The fundamentalist Mormons refused to abandon polygamy when the
church renounced it in 1890.
Jessup
said she didn't flee religion, she fled abuse. The abuse, she
said, included sexual molestation. A smart and strong-willed girl,
she took the unheard of action of taking her alleged abuser to
court when she was 13 years old.
A St.
George judge dismissed the case and sent Jessup back to Colorado
City, where she said she was kept a virtual prisoner in her
uncle's home for the next four years. "One day they let me out to
go to the bathroom, they had got more lax, and I just ran," Jessup
said. She criss-crossed the country hitchhiking for the next five
years. The whole time, she said, FLDS leaders pursued her." Girls
just don't leave there, or they used to not," she said.
After five years on the road she gave birth to a daughter and
settled in Phoenix. She said she finally felt that she knew enough
people on the outside to protect her from church retaliation.
In
February, she was married and is slowly staring to put her anger
about her upbringing aside. She spent years blaming God for her
fate and struggled to find an identity outside the church. At one
point, she said, she even turned to drugs in her hopelessness. Now
things are changing." When I left I didn't care about anything. I
despised God. But God didn't do this to me. The church did. God
was sitting on my shoulder the whole time I was running or I
wouldn't have made it." Although she may be setting her anger
aside, she is more determined than ever to help others get out.
She is one of a loose-knit group of former residents who run an
Underground Railroad type of operation designed to help runaways
make a less traumatic transition to life outside of Colorado
City." I used to say that I'm not fighting polygamy but I am
because you take out the underage girls, let them have an
education, give them a choice, and how many are going to live in
(polygamy)? Not very damn many."
Education in Colorado City is mostly supplied via home schooling
after church members were ordered in 1999 by FLDS leader Rulon
Jeffs to remove their children from public school. Pulling
children, especially girls, out of public school isn't a religious
decision, Jessup said, it's a necessity to sustain the lifestyle."

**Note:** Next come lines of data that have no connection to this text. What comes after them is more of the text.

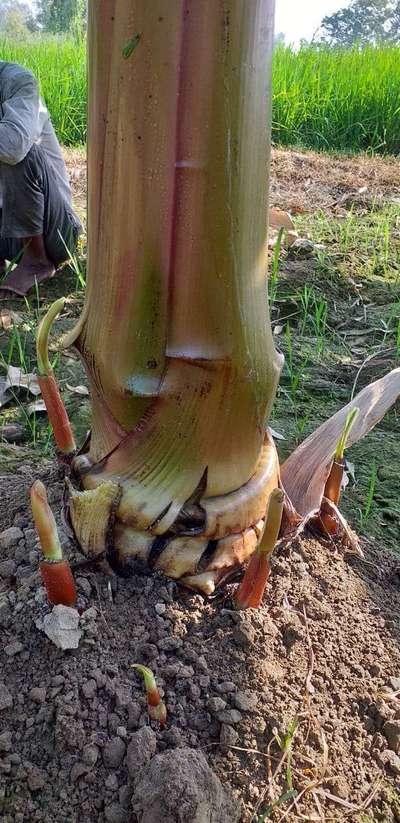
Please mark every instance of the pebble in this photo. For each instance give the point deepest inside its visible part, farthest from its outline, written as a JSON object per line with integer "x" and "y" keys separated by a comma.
{"x": 5, "y": 613}
{"x": 216, "y": 704}
{"x": 170, "y": 644}
{"x": 226, "y": 686}
{"x": 61, "y": 627}
{"x": 89, "y": 689}
{"x": 33, "y": 557}
{"x": 7, "y": 568}
{"x": 391, "y": 730}
{"x": 160, "y": 608}
{"x": 229, "y": 716}
{"x": 245, "y": 701}
{"x": 390, "y": 760}
{"x": 114, "y": 813}
{"x": 84, "y": 585}
{"x": 113, "y": 753}
{"x": 111, "y": 783}
{"x": 124, "y": 796}
{"x": 10, "y": 537}
{"x": 78, "y": 770}
{"x": 228, "y": 736}
{"x": 90, "y": 754}
{"x": 5, "y": 741}
{"x": 123, "y": 696}
{"x": 38, "y": 695}
{"x": 13, "y": 648}
{"x": 35, "y": 779}
{"x": 244, "y": 636}
{"x": 141, "y": 749}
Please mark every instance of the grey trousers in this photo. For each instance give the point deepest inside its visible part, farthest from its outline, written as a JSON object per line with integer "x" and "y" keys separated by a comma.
{"x": 33, "y": 205}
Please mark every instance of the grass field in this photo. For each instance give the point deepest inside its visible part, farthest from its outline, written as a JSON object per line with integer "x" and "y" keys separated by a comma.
{"x": 332, "y": 99}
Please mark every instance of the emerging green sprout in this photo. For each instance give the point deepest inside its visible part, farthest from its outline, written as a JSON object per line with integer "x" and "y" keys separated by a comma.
{"x": 56, "y": 572}
{"x": 155, "y": 706}
{"x": 50, "y": 392}
{"x": 250, "y": 592}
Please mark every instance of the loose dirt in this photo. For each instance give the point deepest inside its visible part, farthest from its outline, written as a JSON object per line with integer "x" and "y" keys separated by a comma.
{"x": 295, "y": 707}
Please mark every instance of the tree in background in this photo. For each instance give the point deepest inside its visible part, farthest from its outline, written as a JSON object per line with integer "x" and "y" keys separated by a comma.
{"x": 60, "y": 16}
{"x": 16, "y": 19}
{"x": 363, "y": 21}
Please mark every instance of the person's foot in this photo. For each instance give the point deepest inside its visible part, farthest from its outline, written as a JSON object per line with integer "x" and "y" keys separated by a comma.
{"x": 24, "y": 276}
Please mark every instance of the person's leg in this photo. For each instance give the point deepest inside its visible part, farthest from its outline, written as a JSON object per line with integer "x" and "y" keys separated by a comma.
{"x": 36, "y": 216}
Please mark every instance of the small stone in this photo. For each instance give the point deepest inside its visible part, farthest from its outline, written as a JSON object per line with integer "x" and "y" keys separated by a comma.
{"x": 123, "y": 696}
{"x": 33, "y": 558}
{"x": 5, "y": 614}
{"x": 229, "y": 716}
{"x": 339, "y": 786}
{"x": 13, "y": 648}
{"x": 244, "y": 635}
{"x": 389, "y": 760}
{"x": 10, "y": 537}
{"x": 391, "y": 730}
{"x": 113, "y": 753}
{"x": 90, "y": 754}
{"x": 89, "y": 689}
{"x": 5, "y": 741}
{"x": 78, "y": 770}
{"x": 246, "y": 701}
{"x": 38, "y": 695}
{"x": 141, "y": 749}
{"x": 6, "y": 699}
{"x": 61, "y": 627}
{"x": 115, "y": 813}
{"x": 124, "y": 796}
{"x": 170, "y": 644}
{"x": 225, "y": 687}
{"x": 160, "y": 608}
{"x": 216, "y": 704}
{"x": 179, "y": 785}
{"x": 111, "y": 783}
{"x": 259, "y": 725}
{"x": 35, "y": 779}
{"x": 90, "y": 614}
{"x": 7, "y": 568}
{"x": 84, "y": 585}
{"x": 228, "y": 736}
{"x": 134, "y": 712}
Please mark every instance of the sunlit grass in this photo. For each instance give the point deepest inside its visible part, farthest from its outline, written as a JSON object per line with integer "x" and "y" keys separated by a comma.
{"x": 323, "y": 98}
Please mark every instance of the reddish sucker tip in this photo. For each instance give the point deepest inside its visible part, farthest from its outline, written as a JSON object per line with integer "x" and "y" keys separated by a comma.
{"x": 153, "y": 697}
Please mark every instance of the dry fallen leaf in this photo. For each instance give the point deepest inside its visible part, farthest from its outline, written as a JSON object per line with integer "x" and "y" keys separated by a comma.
{"x": 17, "y": 379}
{"x": 83, "y": 390}
{"x": 9, "y": 318}
{"x": 279, "y": 219}
{"x": 35, "y": 407}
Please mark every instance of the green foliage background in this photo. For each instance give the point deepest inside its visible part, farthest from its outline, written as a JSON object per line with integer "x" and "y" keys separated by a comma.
{"x": 323, "y": 98}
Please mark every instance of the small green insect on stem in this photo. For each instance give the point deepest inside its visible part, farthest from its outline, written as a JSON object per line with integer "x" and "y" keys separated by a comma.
{"x": 130, "y": 46}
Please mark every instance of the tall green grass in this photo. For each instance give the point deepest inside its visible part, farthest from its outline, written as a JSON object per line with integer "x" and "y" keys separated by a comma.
{"x": 337, "y": 99}
{"x": 60, "y": 65}
{"x": 333, "y": 99}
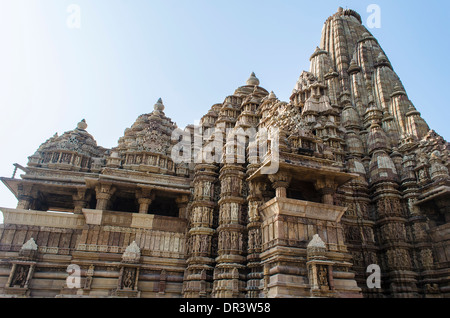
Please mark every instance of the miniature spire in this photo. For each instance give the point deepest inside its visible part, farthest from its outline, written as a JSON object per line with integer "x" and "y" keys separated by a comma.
{"x": 253, "y": 80}
{"x": 30, "y": 245}
{"x": 272, "y": 95}
{"x": 82, "y": 125}
{"x": 159, "y": 106}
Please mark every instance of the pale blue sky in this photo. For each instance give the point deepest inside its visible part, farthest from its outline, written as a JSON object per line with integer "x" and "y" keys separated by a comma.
{"x": 192, "y": 53}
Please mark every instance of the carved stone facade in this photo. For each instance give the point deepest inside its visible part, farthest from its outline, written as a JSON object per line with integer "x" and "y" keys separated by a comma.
{"x": 360, "y": 180}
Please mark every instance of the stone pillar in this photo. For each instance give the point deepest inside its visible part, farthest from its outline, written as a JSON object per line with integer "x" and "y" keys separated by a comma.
{"x": 104, "y": 192}
{"x": 417, "y": 226}
{"x": 280, "y": 182}
{"x": 254, "y": 277}
{"x": 199, "y": 271}
{"x": 326, "y": 187}
{"x": 399, "y": 280}
{"x": 229, "y": 273}
{"x": 182, "y": 203}
{"x": 26, "y": 196}
{"x": 80, "y": 200}
{"x": 145, "y": 198}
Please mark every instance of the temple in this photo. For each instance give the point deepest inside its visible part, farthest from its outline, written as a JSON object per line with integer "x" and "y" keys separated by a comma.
{"x": 360, "y": 180}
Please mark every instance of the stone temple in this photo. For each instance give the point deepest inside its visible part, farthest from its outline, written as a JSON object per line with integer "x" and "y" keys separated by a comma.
{"x": 361, "y": 187}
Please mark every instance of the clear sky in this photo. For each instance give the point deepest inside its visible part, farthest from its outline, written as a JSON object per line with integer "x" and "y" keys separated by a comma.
{"x": 191, "y": 53}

In order to continue this way of life, you keep (the girls)
uneducated and don't give them a choice. By the time they figure
it out they have kids they need to protect." Jessup's view of
Colorado City clashes with the idyllic community portrait painted
by Mohave County Attorney Bill Ekstrom.
Ekstrom said he has made several trips to Colorado City in a
professional capacity, most often sitting in on school board
meetings when a legal opinion was needed.
"If
(the residents) stood out at all it was for the firmness of their
handshakes and they looked me in the eye," he said. He saw a
community with well-behaved children, few drug and crime problems
and strong family values. "Very wholesome American qualities, like
Mayberry," he said. And, while he said his office will investigate
any specific claims of abuse, his office is not engaged in any
ongoing investigation. Outsiders, he said, are making "having a
family with someone a horrible crime."
So far,
he said, investigations into abuse and of weapons hoarding have
come up empty. No weapons have been found and the marital
relationships have been found to be nothing more than consensual
relationships between adults.
"I see no public policy reason to disrupt the lives of families
unless children are in danger," he said.
St.
George resident Les Zittig said children are in danger and called
Ekstrom's comparison of Colorado City to Mayberry is uninformed."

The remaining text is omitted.